Table of Contents
Capital punishment or the death penalty has been a controversial subject in the criminal justice system for a long time. The issue of capital punishment draws strong reactions from both its opponents and proponents alike. Some have argued that not only is capital punishment acceptable morally, it is morally needed (Sunstein & Vermeule, 2005). Steiker (2006) argues that the argument of capital punishment being morally justifiable is wrong as the death penalty can be viewed as a breakdown of society’s dignity, equality and justice system. Proponents of the death penalty argue that it is used to deter capital offences such as murder and that sanctity of innocent lives is preserved through imposition of this punishment. Opponents of capital punishment argue that it is morally reprehensible because an innocent person could be put to death and owing to the fact that it is irreversible it presents an even greater problem. Human rights activists such as Amnesty International and the National Coalition against the Death Penalty, also argue that capital punishment contributes to degradation of human rights, since it is a violation of the right to life. Human rights activists have also contended that the Organization of American States (OAS) adopted the Protocol to the American Convention on Human Rights to abolish the death penalty in 1990. The adoption of this Protocol meant that there would be abolition of capital punishment in the US. This has, however, not been the case, and it has been argued that the imposition of the death penalty in some States is contrary to the mandate of the US in the Protocol.

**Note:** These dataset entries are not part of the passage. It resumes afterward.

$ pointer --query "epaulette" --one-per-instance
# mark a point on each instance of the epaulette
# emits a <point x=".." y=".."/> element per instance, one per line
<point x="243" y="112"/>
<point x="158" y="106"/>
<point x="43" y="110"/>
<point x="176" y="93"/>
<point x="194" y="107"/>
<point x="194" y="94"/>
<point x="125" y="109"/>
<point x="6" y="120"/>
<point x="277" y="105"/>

It has also been argued that Islam, Christianity, and even Judaism are in support of capital punishment (Capital Punishment: Morality, Politics and Policy-Arguments for and Against,2011). This is because in the Old Testament in the Bible and the Koran, it is stipulated that there should be an eye for an eye punishment. Religion is seen as the basis of morality in any society, and it is due to these religious provisions that some have viewed capital punishment as morally justifiable. Religion has also been used to argue against capital punishment due to the argument that God dictates for forgiveness and tolerance. Well renowned philosophers such as Immanuel Kant also stated their opinions, regarding the death penalty. Immanuel Kant stipulated that a society is immoral if it is not ready to take the life of a person who has killed another. There are others who also argue that the death penalty should not be allowed unless in the case of certain heinous crimes.
There are many dimensions to the issue of capital punishment, thus, the goal of this paper is to examine the facts about the death penalty and to explore pragmatic arguments that have been advanced for and against the morality in capital punishment. Ultimately, the paper will make a judgment as to whether the death penalty is morally justifiable.
Factual Background of Capital Punishment
The death penalty, just like most laws in the US, was adopted from the British common law system. The death penalty since its inception was founded on the principle that the punishment should be fit the crime (Sidhu, 2009). This is because the death penalty is for those who have been convicted of murder, which is a very serious offence by any standards. The death penalty is practiced in some states in the US, while in others it is not. By 1917 only twelve states had eliminated capital punishment. Over the years, this number has grown and following the 1972 Supreme Court decision in the case of Furman versus Georgia, 38 states stopped the death penalty. Following that same decision, states also tailored laws to allow for discretionary use of capital punishment by juries, as opposed to the previous mandatory death penalty. Today, different states employ various methods of execution, with some being labeled more inhumane than others.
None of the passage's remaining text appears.